L'Europe sociale est, depuis le traité de Rome, la finalité même de l'Europe, même si l'on a parfois tendance à l'oublier. Si chacun s'accorde à voir en notre continent un modèle de civilisation, c'est aussi, en raison de son modèle social, fait de solidarité et de justice. Ce modèle est menacé par les libéraux, qui en sont les adversaires les plus zélés. Pour eux l'achèvement du marché unique et l'achèvement de l'Europe elle-même. Face à cela, les socialistes proposent de nouveaux chantiers : la négociation d'un traité social qui ait même portée que tout autre traité économique ou monétaire. L'instauration d'un salaire minimum européen, la relance de la négociation sociale à l'échelle de l'Union, la réduction du temps de travail, la mise en œuvre de la politique d'égalité des chances et de lutte contre les discriminations.
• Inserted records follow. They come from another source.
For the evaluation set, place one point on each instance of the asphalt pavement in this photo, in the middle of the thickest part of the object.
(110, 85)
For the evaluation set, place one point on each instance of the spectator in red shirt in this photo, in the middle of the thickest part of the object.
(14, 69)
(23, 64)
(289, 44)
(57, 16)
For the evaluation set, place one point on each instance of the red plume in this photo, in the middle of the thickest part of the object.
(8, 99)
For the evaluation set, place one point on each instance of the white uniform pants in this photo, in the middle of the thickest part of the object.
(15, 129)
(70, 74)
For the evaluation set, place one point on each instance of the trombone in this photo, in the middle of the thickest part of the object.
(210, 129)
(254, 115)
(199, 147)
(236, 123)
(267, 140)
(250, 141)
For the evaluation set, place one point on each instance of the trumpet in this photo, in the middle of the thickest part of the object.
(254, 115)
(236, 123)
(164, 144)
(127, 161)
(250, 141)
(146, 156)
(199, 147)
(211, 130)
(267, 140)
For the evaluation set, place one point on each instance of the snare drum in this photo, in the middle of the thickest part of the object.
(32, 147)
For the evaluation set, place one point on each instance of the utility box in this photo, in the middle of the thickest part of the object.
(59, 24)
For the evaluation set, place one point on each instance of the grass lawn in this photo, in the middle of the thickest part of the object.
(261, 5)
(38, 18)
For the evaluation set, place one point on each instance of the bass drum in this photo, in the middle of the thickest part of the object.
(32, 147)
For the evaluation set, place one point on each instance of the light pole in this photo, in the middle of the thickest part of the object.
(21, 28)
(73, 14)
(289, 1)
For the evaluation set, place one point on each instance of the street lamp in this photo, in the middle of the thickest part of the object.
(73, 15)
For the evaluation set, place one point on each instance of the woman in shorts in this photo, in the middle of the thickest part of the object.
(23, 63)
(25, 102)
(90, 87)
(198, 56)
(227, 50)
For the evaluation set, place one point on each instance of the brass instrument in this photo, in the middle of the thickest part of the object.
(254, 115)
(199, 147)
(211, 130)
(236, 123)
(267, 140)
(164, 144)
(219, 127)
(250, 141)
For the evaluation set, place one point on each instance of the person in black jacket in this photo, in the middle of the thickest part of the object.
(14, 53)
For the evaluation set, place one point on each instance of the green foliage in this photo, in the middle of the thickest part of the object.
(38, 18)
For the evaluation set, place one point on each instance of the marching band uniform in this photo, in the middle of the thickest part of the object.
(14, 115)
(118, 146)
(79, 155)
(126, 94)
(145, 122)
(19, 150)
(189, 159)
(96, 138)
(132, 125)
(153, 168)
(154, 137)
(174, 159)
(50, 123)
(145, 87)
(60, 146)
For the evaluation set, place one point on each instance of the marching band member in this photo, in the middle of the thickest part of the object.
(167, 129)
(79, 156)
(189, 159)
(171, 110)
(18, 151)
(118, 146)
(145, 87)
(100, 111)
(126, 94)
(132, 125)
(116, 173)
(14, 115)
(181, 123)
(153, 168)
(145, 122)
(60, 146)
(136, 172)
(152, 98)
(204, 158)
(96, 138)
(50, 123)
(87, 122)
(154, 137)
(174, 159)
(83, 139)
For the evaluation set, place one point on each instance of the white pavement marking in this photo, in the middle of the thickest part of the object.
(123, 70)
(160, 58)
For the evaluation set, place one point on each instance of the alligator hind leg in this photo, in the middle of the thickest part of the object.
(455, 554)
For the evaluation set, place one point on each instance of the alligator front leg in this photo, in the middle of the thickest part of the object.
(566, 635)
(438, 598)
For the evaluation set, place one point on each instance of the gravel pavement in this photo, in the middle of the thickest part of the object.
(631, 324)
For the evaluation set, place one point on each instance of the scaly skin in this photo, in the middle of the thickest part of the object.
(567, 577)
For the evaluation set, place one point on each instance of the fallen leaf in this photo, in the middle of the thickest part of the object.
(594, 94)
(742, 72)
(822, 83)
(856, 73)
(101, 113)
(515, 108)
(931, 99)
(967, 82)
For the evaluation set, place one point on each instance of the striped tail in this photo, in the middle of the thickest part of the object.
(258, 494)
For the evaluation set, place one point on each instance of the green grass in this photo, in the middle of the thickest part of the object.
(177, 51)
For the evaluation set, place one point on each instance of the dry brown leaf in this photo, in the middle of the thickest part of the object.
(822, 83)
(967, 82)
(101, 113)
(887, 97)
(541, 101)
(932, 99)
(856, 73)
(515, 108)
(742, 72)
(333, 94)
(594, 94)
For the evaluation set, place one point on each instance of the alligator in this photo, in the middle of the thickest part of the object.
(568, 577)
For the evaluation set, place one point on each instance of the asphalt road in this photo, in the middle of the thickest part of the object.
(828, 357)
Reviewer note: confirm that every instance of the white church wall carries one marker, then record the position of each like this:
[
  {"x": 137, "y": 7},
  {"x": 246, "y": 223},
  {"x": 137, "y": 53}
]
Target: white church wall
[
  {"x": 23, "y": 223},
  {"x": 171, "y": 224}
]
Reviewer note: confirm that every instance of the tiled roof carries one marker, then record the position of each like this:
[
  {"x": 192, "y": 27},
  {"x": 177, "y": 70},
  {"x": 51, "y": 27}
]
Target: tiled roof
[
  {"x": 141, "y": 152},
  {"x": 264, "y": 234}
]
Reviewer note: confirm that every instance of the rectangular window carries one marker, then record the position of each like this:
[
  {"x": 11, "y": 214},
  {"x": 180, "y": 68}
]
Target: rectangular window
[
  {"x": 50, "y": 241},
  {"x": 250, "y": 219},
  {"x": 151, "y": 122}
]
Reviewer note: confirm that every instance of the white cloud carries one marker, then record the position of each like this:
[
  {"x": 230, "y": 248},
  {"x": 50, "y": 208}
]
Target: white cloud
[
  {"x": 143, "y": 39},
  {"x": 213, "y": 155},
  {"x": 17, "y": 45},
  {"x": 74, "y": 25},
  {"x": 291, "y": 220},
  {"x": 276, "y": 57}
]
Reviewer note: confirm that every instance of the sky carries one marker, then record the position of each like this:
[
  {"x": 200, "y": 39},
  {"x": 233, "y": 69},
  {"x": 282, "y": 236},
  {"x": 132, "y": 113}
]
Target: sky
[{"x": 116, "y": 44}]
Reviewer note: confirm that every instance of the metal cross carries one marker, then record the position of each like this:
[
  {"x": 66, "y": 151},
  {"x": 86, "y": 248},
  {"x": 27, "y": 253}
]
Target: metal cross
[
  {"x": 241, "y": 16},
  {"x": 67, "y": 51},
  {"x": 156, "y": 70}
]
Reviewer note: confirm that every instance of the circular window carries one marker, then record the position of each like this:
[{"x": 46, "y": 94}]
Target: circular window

Pour mener à bien ces politiques, il nous faudra œuvrer pour la croissance. En soutenant une politique européenne de grands travaux, en lançant un grand emprunt européen destiné à financer les secteurs les plus créateurs de richesses et d'emplois, en renforçant la coordination des politiques économiques nationales, en baissant les taux de TVA sur les activités à forte main-d’œuvre, et en traçant les contours d'une véritable politique industrielle, les socialistes veulent démontrer que l'Europe peut être une communauté où règnent la solidarité et la justice sociale, sans cesser d'être une puissance économique.
Le gouvernement de Lionel Jospin a prouvé depuis deux ans que l'on peut à la fois stimuler la croissance, la consommation et l'investissement et engager un vrai et profond mouvement de réformes sociales. Ce sera notre responsabilité de relayer cette politique à l'échelle de l'Union. Dépasser, lorsque c'est nécessaire, le cadre de la nation sans en négliger ou en oublier la légitimité, faire émerger (et gagner) un modèle social que la France a depuis longtemps contribué à façonner, faire régner la paix, enfin sur un continent qui a connu durant ce siècle les plus terribles des guerres : tel est le sens de l'Europe ; telle est aussi l'ambition des socialistes et sociaux démocrates de ce continent.